“I see,” she whispers, swallowing hard and then shaking her head.

She straightens up and sends daggers my way. Pride fills my chest at her covering her weakness and facing all her troubles with her chin held high. “I hate you, Remi,” she hisses at me as she gathers her skirt and rushes to the church, not sparing me another glance.

A grin stretches my mouth as I follow her, welcoming the joy gliding through me because my victory is close.

There is such a thin line between love, obsession, and hate…

And Penelope will cross them all.

I’m doomed. This lustful fire she inspires in me is driving me insane; I’ll drag her right along with me so we can both burn together.

Although once she discovers my true identity and whose blood runs through my veins, she might truly hate me.

But it will be too late by then.

Because she will be chained to me forever.

Chapter Ten

“With this ring, I thee…”

Penelope

Penelope

A raspy breath escapes me as the organ music fills the church, vibrating the walls around me. I jerk a little, goose bumps breaking on my skin.

Thunder echoes in the night; lightning flashes are visible through the window. The clouds gather, ready to pour rain and soak the people hastily running inside.
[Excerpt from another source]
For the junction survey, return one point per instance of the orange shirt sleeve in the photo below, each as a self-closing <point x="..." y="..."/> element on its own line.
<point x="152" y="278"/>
Even nature itself weeps with me, it seems, sharing my grief on the day that should be the happiest of my life, where love and hope should fill my heart.

Instead, it is a nightmare that no amount of pinching myself can wake me from or change the horrendous reality eating at my soul, bite by agonizing bite, leaving painful, festering wounds behind.

Again, thunder shakes the sky, mixing with the music, adding to the fear slowly spreading through my veins, creating gory pictures in my head—one more terrifying than the next—about the outcomes my decision may bring to the future.

My trembling fingers wrap around the short veil laying on the vanity, and I roll my lips to trap the scream ready to emerge from my throat at the sight.

The delicate thing is made of the thinnest material and designed especially for me. The expensive tulle can easily rip if I’m not careful.

Nothing but the best for the monsters roaming the streets of Chicago.

Men who are destined to bring apocalypses to this earth if they so choose. God knows they have all the necessary resources and weapons.

My hands tighten on the veil, my fingers pressing into the material, and for a second, I contemplate throwing it down and stomping on it till it turns black, showing my true colors. It might as well be cuffs imprisoning me in a rusty cell with all the routes of escape closed to me.

Just imagining the act brings satisfaction to my bruised soul. I’m ready to drop it and crush it under my blue shoes so the groom can choke at the sight.

However, at the last minute, I stop, because every action has consequences in my world from now on.

Which is why, even though I swore to everyone I wouldn’t, I lift the veil, place it on my head, and attach the clips into my hair. I try to ignore the bite-like nips from the metal pins pulling so harshly at my dark locks, and I wonder if I’ll have any hair left at the end of this nightmare.

Although it doesn’t matter in the grand scheme of things, does it?

Because once Remi learns the truth about this decision, he might kill me. Or, if I’m lucky, just leave me.

Everything inside me rebels against this idea, because the dark four don’t strike me as those who would kill an innocent.

But then I’m a naïve idiot, so my judgment can’t be trusted anymore.